You'll want to change your sub wanted { ... } declaration to a lexically scoped, anonymous sub:
my $wanted = sub {
print "\twanted->result is '$result'\n";
...
};
and invoke File::Find::find as
find($wanted, $_[1])
Here, $wanted is a run-time declaration for a subroutine, and it gets redefined with the current reference to $result in every separate call to &firstDirWithFileUnder.

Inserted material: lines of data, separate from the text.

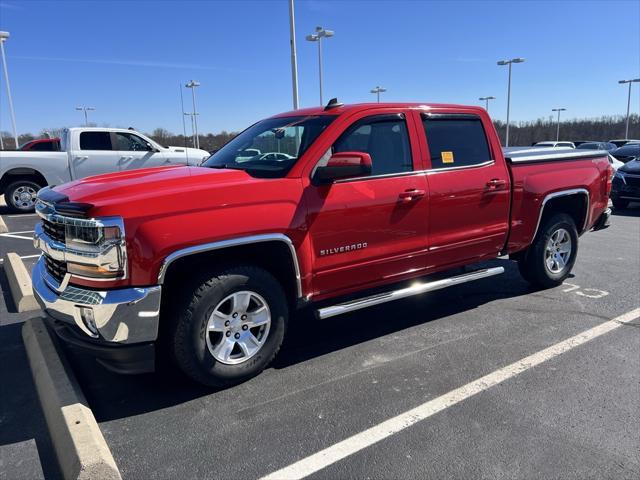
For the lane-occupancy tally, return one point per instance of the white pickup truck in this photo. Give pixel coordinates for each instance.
(84, 152)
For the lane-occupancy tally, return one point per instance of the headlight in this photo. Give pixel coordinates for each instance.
(96, 249)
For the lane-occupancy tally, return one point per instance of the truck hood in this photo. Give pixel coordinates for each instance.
(631, 167)
(148, 185)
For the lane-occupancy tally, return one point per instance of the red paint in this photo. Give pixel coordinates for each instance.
(411, 224)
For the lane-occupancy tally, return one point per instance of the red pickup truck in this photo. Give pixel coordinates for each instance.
(335, 208)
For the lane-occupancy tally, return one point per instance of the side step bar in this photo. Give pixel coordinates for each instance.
(415, 289)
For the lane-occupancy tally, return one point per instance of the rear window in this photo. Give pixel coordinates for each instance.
(95, 141)
(456, 142)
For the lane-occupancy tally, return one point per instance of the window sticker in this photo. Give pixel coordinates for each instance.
(447, 157)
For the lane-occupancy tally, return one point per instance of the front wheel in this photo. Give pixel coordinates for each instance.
(551, 256)
(21, 196)
(231, 328)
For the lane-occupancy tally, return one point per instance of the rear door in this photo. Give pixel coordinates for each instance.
(94, 154)
(370, 230)
(469, 189)
(135, 152)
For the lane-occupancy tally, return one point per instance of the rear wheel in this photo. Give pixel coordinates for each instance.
(550, 258)
(21, 195)
(619, 203)
(231, 328)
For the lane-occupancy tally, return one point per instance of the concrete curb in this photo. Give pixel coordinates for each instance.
(81, 449)
(19, 283)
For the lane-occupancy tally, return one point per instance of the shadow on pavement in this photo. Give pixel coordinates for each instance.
(21, 418)
(114, 396)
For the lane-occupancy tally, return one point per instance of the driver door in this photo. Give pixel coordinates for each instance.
(135, 152)
(371, 230)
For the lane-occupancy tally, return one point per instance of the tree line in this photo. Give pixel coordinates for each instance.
(520, 133)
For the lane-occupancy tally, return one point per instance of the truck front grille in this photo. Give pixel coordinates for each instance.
(54, 230)
(56, 268)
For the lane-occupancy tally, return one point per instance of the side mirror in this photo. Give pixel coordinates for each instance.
(343, 165)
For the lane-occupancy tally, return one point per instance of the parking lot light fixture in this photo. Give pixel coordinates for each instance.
(634, 80)
(558, 128)
(317, 37)
(193, 84)
(509, 63)
(486, 102)
(3, 38)
(378, 90)
(85, 110)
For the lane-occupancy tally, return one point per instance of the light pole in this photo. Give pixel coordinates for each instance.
(378, 90)
(626, 131)
(558, 128)
(192, 85)
(486, 101)
(509, 62)
(86, 117)
(317, 37)
(3, 38)
(294, 55)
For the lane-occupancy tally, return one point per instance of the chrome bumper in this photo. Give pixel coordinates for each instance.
(122, 316)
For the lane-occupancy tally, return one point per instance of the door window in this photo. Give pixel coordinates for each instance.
(384, 138)
(130, 142)
(456, 142)
(95, 141)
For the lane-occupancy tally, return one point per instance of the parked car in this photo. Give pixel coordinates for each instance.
(555, 144)
(622, 142)
(626, 184)
(207, 265)
(42, 145)
(607, 146)
(83, 152)
(629, 152)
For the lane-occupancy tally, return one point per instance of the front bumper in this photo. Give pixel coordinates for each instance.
(106, 323)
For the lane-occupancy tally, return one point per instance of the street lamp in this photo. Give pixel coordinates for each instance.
(626, 132)
(85, 109)
(378, 90)
(3, 38)
(558, 128)
(509, 62)
(486, 101)
(192, 85)
(317, 37)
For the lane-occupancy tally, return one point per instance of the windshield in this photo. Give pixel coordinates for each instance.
(270, 147)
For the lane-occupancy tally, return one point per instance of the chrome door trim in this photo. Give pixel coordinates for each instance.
(234, 242)
(564, 193)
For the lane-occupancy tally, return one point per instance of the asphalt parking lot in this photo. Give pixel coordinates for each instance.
(573, 416)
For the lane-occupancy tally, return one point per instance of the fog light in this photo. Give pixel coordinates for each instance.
(86, 314)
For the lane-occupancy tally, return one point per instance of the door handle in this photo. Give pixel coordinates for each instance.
(411, 195)
(496, 184)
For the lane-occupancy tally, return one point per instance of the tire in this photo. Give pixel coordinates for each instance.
(620, 204)
(544, 265)
(208, 358)
(16, 196)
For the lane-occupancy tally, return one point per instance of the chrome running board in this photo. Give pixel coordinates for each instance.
(415, 289)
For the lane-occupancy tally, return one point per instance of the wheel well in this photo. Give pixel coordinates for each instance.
(575, 205)
(275, 257)
(21, 174)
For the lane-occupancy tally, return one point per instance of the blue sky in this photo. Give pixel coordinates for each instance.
(127, 58)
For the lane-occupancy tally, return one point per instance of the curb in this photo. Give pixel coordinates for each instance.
(19, 283)
(80, 448)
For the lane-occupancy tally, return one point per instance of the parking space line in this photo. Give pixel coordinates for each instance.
(13, 235)
(362, 440)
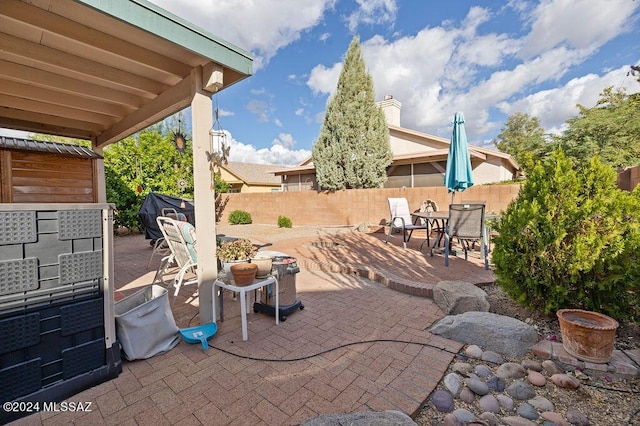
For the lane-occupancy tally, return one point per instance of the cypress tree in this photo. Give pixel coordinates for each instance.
(353, 149)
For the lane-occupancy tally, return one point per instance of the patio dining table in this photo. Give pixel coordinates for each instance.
(439, 219)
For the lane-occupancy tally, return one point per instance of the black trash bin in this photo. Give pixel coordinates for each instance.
(285, 269)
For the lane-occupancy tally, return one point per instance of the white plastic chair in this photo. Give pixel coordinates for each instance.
(181, 239)
(401, 219)
(160, 247)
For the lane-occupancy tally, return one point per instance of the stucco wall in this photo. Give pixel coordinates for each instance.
(355, 206)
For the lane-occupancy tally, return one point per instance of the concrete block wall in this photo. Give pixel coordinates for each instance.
(355, 206)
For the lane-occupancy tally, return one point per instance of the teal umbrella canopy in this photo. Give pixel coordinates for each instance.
(458, 175)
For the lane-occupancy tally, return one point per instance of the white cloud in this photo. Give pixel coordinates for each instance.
(579, 24)
(225, 113)
(458, 67)
(262, 27)
(278, 154)
(371, 12)
(323, 80)
(554, 106)
(285, 140)
(261, 109)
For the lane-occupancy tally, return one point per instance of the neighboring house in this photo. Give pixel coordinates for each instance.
(247, 177)
(419, 159)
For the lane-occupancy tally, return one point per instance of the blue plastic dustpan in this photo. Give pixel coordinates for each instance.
(199, 334)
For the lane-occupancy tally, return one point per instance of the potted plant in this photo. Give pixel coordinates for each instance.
(233, 252)
(587, 335)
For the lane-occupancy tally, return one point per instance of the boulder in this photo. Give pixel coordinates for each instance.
(508, 336)
(457, 297)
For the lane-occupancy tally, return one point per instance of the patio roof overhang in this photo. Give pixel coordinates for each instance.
(103, 70)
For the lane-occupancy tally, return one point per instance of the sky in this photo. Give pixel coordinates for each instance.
(487, 59)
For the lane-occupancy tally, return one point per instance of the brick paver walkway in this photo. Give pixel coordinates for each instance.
(190, 386)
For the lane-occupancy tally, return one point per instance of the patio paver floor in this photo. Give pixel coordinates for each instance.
(190, 386)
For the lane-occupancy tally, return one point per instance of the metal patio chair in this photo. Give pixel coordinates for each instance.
(466, 223)
(401, 219)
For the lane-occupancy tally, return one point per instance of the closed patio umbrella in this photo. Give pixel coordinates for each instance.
(458, 176)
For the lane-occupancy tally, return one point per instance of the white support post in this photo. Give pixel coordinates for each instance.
(204, 196)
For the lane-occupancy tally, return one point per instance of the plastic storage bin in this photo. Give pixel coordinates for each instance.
(144, 323)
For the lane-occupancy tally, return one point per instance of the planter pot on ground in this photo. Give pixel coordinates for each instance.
(589, 336)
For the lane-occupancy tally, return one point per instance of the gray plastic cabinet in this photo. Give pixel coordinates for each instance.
(57, 328)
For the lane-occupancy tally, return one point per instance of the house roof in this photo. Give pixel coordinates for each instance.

Update: This code snippet may prove instructive:
sub foo {
my $foo = 0; # lexical variable
$bar = 0; # global variable
sub compiletime {
print "compile foo is ", ++$foo, " ", \$foo, "\n";
print "compile bar is ", ++$bar, " ", \$bar, "\n";
}
my $runtime = sub {
print "runtime foo is ", ++$foo, " ", \$foo, "\n";
print "runtime bar is ", ++$bar, " ", \$bar, "\n";
};
&compiletime;
&$runtime;
print "----------------\n";
push #baz, \$foo; # explained below
}
&foo for 1..3;
Typical output:
compile foo is 1 SCALAR(0xac18c0)
compile bar is 1 SCALAR(0xac1938)
runtime foo is 2 SCALAR(0xac18c0)
runtime bar is 2 SCALAR(0xac1938)
----------------
compile foo is 3 SCALAR(0xac18c0)
compile bar is 1 SCALAR(0xac1938)
runtime foo is 1 SCALAR(0xa63d18)
runtime bar is 2 SCALAR(0xac1938)
----------------
compile foo is 4 SCALAR(0xac18c0)
compile bar is 1 SCALAR(0xac1938)
runtime foo is 1 SCALAR(0xac1db8)
runtime bar is 2 SCALAR(0xac1938)
----------------
Note that the compile time $foo always refers to the same variable SCALAR(0xac18c0), and that this is also the run time $foo THE FIRST TIME the function is run.
The last line of &foo, push #baz,\$foo is included in this example so that $foo doesn't get garbage collected at the end of &foo. Otherwise, the 2nd and 3rd runtime $foo might point to the same address, even though they refer to different variables (the memory is reallocated each time the variable is declared).